Project

General

Profile

Bug #49873

ceph_lremovexattr does not return error on file in ceph pacific

Added by John Mulligan 9 months ago. Updated 8 months ago.

Status:
Duplicate
Priority:
Normal
Category:
-
Target version:
% Done:

0%

Source:
Development
Tags:
Backport:
pacific
Regression:
No
Severity:
3 - minor
Reviewed:
Affected Versions:
ceph-qa-suite:
Component(FS):
Client, MDS
Labels (FS):
Pull request ID:
Crash signature (v1):
Crash signature (v2):

Description

While running our go-ceph CI against pacific for the first time our CI failed in the xattr tests.
It expected a call to ceph_lremovexattr to a regular file to return an error versus the symlink which is expected to pass. Unfortunately, the ceph pacific version does not appear to return an error when ceph_lremovexattr is invoked on the file path.

Example:
create link "link_name" from file "file_name"
ceph_lsetxattr(link_name, xattr_name, value, xattr_flags) : expected ok
ceph_lremovexattr(file_name, xattr_name) : expected error
ceph_lremovexattr(link_name, xattr_name) : expected ok

In both nautilus and octopus this is working as expected. On pacific the call "ceph_lremovexattr(file_name, xattr_name)" does not return an error.

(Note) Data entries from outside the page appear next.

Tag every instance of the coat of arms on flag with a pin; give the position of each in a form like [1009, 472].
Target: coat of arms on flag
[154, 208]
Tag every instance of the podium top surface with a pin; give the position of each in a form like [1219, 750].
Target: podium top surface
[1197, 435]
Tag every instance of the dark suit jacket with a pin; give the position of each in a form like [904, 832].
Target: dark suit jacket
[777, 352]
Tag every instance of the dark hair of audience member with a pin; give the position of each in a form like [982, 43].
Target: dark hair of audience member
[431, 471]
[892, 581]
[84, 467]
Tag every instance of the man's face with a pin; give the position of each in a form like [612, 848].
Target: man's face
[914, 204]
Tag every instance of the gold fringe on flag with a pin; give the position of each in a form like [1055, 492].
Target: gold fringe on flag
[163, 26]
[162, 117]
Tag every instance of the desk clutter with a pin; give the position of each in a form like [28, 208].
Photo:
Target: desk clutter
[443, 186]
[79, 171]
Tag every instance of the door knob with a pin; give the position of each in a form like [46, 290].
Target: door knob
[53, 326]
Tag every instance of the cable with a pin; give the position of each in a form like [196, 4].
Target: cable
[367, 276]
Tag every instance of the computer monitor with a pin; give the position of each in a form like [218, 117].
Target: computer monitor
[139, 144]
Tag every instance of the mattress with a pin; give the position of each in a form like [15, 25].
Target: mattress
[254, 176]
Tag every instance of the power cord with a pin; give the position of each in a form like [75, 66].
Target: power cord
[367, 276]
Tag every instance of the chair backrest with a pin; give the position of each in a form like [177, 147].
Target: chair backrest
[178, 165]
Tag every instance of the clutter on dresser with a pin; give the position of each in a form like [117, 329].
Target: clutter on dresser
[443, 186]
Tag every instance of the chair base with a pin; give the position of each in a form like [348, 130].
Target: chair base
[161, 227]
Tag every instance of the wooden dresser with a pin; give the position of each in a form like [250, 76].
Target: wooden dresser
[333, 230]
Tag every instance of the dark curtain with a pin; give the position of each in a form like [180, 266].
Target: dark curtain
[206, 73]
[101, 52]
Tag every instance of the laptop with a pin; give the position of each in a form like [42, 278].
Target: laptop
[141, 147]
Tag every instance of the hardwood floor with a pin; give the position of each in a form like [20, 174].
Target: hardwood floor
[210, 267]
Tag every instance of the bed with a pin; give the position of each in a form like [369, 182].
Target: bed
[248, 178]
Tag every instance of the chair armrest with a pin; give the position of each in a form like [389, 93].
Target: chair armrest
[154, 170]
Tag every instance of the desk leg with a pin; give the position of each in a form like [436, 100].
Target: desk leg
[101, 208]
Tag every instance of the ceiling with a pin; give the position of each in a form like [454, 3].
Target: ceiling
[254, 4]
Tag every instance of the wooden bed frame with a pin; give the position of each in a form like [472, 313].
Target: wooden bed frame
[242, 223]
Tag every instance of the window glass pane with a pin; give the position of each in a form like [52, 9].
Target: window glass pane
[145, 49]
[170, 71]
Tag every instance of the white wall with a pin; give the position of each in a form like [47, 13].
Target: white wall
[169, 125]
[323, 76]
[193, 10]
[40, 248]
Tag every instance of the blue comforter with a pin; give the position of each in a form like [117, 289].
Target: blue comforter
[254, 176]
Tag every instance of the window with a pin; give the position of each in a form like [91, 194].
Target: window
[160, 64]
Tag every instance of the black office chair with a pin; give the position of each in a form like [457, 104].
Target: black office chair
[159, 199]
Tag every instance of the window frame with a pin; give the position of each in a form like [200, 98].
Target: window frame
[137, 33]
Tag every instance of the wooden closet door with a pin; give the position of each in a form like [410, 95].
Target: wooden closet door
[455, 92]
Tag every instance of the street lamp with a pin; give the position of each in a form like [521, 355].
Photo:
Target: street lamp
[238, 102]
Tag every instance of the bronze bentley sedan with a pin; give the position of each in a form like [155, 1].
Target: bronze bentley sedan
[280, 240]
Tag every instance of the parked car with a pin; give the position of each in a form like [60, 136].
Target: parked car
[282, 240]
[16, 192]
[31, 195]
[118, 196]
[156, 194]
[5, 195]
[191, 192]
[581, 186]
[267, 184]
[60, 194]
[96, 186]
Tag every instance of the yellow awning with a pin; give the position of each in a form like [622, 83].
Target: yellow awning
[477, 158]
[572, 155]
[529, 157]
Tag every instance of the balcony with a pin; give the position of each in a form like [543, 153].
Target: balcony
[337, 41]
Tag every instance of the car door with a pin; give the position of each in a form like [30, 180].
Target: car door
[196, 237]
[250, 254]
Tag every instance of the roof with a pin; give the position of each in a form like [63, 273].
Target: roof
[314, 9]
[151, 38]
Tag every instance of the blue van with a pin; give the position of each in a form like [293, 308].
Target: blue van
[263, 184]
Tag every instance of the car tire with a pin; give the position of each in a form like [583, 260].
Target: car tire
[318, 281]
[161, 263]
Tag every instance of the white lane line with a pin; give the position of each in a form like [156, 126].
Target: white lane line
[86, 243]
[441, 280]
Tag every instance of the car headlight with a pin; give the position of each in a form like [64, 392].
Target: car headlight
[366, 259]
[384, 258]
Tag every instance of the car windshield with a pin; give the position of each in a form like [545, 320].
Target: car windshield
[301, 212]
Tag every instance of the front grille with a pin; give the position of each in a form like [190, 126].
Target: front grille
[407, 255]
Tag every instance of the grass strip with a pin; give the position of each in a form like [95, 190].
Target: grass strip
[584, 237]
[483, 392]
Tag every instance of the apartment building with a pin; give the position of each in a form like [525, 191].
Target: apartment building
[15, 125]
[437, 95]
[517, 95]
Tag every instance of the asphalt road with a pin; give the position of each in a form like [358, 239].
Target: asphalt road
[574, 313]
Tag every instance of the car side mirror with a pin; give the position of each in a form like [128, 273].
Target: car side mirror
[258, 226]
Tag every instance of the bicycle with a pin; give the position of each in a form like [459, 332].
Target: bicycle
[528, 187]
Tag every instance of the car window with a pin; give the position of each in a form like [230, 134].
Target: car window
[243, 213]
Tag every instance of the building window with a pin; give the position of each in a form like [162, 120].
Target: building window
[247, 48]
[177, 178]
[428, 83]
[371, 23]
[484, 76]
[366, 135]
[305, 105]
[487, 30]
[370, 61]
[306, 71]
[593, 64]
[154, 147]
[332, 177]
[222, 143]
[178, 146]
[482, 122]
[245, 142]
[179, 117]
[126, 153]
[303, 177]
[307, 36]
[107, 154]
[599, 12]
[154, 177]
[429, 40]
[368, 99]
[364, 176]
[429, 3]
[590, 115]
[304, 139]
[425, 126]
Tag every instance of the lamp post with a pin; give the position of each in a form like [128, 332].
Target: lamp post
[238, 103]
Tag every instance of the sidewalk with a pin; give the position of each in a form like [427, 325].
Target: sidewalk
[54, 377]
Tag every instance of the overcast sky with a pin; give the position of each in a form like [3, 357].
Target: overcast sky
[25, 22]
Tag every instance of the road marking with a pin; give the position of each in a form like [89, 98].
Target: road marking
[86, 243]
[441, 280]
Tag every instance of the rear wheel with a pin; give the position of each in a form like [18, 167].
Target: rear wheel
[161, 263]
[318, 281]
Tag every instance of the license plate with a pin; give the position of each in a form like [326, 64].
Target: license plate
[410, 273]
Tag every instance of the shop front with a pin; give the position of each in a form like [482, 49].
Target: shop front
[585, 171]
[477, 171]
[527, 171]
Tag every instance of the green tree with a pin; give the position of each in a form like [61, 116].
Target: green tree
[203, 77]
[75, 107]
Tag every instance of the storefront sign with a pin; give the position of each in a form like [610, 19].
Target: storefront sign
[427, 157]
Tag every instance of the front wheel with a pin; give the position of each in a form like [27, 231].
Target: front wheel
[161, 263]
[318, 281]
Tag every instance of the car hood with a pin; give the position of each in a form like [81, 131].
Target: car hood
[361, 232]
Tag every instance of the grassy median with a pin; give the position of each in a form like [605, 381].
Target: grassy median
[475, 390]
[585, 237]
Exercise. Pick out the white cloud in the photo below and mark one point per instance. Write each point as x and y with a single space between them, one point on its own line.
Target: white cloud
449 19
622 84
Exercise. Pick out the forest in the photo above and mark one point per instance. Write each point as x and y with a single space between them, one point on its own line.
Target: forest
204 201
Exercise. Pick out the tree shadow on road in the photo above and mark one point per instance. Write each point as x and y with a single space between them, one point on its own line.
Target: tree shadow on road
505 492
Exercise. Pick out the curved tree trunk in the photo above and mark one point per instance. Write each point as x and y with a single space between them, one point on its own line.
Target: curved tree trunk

Interestingly, calling "ceph_lremovexattr(link_name, xattr_name)" twice does cause an error (ENODATA) to be returned the 2nd time. So this implies the function call is handling some error cases. Perhaps the function isn't handling normal (non-link) files correctly?

I am using the 16.1.0 build that is part of ceph container ceph/daemon-base:lastest-pacific (sha256:463b03f0c48a3c760003daa8a5ab77e87120266a784dabe489293943ec20cc3d).


Related issues

Duplicates CephFS - Bug #49833: MDS should return -ENODATA when asked to remove xattr that doesn't exist Resolved

History

#1 Updated by Patrick Donnelly 9 months ago

John Mulligan wrote:

While running our go-ceph CI against pacific for the first time our CI failed in the xattr tests.
It expected a call to ceph_lremovexattr to a regular file to return an error versus the symlink which is expected to pass. Unfortunately, the ceph pacific version does not appear to return an error when ceph_lremovexattr is invoked on the file path.

lremovexattr(2) says:

lremovexattr() is identical to removexattr(), except in the case of a symbolic link, where the extended attribute is removed from the link itself, not the file that it refers to.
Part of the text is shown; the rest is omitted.